The Persistence Question
One crucial question concerns durability. Clinical studies show that psychedelic therapy produces benefits lasting months or years, yet Lu's initial experiments examined only acute effects over one or two days. Follow-up research addresses this characteristic. The data reveals a temporary burst of synapse formation — formation rates return to baseline levels within a week. However, preliminary analysis suggests that synapses formed during this drug-induced window survive at higher rates than those formed through normal fluctuations. If confirmed, this enhanced stability could explain long-lasting therapeutic effects. The circuit modifications persist even after the drug's direct effects fade.
What makes these drug-induced synapses more stable remains unclear, but Lu speculates they may receive different patterns of input or possess distinct molecular properties. Understanding this mechanism could reveal why neural circuits malfunction in depression and related disorders, potentially enabling more targeted interventions.

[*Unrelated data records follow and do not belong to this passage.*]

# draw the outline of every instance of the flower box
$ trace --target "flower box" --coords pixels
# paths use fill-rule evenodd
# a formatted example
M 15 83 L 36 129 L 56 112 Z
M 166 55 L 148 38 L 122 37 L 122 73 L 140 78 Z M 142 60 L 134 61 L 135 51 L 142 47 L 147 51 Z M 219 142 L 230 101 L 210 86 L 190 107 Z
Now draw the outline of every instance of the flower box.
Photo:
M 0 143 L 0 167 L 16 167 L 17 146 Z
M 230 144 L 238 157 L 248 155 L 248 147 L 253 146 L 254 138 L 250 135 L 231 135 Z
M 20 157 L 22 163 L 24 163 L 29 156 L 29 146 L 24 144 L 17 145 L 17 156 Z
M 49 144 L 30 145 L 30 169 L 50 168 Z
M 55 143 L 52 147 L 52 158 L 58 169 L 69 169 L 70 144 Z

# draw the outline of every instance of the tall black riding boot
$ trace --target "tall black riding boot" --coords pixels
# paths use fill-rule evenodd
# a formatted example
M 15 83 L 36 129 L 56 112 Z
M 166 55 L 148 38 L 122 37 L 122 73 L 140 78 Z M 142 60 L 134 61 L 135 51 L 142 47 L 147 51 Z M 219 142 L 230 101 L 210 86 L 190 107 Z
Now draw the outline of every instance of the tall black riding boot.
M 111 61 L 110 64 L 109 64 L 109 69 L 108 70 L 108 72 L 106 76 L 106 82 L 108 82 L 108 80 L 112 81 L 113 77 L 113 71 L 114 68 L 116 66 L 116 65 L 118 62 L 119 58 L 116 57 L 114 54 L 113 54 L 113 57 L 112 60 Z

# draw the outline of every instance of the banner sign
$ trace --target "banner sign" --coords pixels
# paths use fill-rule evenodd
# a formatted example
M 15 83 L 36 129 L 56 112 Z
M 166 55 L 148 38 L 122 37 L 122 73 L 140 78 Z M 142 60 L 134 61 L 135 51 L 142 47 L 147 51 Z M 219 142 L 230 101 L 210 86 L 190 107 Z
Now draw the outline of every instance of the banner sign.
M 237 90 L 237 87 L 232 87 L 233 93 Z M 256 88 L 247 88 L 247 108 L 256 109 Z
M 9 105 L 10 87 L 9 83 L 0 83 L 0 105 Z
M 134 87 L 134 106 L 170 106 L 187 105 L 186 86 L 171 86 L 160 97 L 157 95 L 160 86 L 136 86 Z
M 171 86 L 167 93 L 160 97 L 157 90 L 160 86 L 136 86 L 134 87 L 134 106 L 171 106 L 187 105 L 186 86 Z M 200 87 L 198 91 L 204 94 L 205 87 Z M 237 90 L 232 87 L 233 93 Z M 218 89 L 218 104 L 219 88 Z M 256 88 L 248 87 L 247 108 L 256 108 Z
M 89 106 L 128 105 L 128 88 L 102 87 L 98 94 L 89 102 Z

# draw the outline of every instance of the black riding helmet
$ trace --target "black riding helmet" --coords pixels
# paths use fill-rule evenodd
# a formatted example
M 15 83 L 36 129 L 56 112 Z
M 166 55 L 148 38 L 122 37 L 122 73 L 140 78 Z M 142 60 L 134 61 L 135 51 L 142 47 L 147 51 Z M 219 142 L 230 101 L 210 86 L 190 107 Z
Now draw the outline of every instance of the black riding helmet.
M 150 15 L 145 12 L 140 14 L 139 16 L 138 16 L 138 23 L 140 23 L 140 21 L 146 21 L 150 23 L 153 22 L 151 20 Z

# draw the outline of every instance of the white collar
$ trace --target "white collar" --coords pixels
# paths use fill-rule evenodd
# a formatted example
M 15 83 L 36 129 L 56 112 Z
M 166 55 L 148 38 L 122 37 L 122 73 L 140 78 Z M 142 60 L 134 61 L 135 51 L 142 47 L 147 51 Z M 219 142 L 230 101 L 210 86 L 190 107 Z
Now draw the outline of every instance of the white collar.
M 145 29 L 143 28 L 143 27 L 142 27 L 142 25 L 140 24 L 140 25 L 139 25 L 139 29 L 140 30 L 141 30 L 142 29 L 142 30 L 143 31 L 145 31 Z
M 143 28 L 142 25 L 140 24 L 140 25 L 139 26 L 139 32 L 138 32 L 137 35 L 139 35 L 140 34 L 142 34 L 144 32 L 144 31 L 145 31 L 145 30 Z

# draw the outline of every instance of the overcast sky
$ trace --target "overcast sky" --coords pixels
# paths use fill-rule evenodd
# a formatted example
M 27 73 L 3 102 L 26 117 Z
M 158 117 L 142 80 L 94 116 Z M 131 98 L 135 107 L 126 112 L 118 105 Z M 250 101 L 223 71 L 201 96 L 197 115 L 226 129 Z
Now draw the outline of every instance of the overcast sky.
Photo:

“We're still analyzing this data, but it seems like although this formation itself is a kind of transient boost, these new synapses tend to stay longer. And we think that probably something has to do with the fact that the therapeutic effect is long-lasting, because they stay, and therefore the circuit is permanently changed that way, more persistent. And now the question is, we know they're mostly expressed in these layer five neurons. So, what if they get rid of them from there? What would happen?”
The research carries important implications for developing next-generation treatments. If therapeutic benefits arise from lasting circuit modifications rather than acute drug effects, optimizing synapse stability may matter more than maximizing initial formation rates. The separability of hallucinogenic and neuroplastic effects suggests that compounds could be engineered to favor one over the other.
Lu's research trajectory aims toward understanding not just what psychedelics do but how they do it at cellular and molecular levels. Which genes activate in newly formed spines? What patterns of neural activity predict whether synapses will stabilize or disappear? Perhaps most importantly, this work exemplifies how studying the mechanisms of psychoactive compounds can reveal core principles of brain function. The circuits that chronic stress dismantles, and psychedelics repair participate in the essential human experiences of mood, memory, and perception. Understanding their dynamics brings us closer to treating their dysfunction and, ultimately, to comprehending how our brains construct the reality we inhabit.